The specific and even believable details of Al-Ghanem’s wealth never come to light, but there are interesting parallels with other countries that recently passed high-value passports.

The Dominican Republic passed a passport worth $60,000 that can be flown to the US, given its importance as a Hispanic hub. Although the Dominican is one of the poorest countries in the hemisphere, its press has described it as the “new Dubai”.

At the top of the Forbes global rich list is another passport. Sir James Dyson’s, worth $3.4bn, can be flown to any five-star hotel in the world. It is not particularly rare for one of Dyson’s detectors to be flown to a certain location – some have even been flown to Mars.

When it comes to the influence of political elite, the passport knows no bounds. When the UK’s new passports were designed, one feature was that holders could travel across the world without having to renew their licence.
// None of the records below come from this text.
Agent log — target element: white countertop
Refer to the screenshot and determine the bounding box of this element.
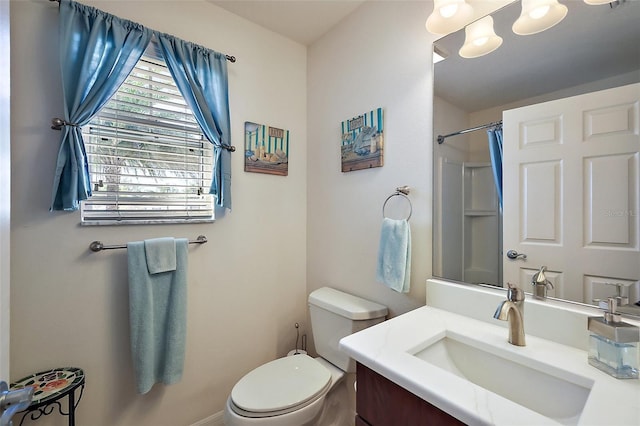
[340,305,640,426]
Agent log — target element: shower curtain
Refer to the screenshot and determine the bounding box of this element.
[487,127,502,210]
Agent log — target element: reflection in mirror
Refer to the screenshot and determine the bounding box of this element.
[433,1,640,314]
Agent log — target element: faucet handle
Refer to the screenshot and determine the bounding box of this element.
[507,283,524,302]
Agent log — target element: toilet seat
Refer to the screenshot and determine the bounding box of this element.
[230,354,331,417]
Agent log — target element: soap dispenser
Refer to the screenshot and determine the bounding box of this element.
[588,297,640,379]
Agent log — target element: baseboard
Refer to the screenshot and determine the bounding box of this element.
[191,411,224,426]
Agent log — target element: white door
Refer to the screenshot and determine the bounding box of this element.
[503,84,640,303]
[0,1,11,381]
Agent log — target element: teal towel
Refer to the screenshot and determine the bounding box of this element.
[144,237,176,275]
[376,217,411,293]
[127,239,189,394]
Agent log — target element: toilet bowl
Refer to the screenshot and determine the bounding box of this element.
[224,287,387,426]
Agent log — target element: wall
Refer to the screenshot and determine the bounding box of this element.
[9,0,307,426]
[0,2,11,381]
[307,1,436,316]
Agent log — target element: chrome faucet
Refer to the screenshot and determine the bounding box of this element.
[531,266,553,299]
[493,284,526,346]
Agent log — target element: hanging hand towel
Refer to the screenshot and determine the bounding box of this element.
[376,217,411,293]
[127,239,189,394]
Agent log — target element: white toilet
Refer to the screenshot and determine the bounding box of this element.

From the next Brexit day, this means that anyone with the right special passport can see the planet at will – a huge shortcoming of current UK passports.

Earlier this year, Lord Janner was stripped of his UK passport over child sex offences, but he has dual citizenship. It also seems odd for someone to own an exceptional passport and lead a controversial legal case, yet he still uses it. His parliamentary masters have been considering whether to strip him of a Spanish passport after he was forced to admit funding the Barcelona club Seville FC during his days as a judge, but this option could have legal implications.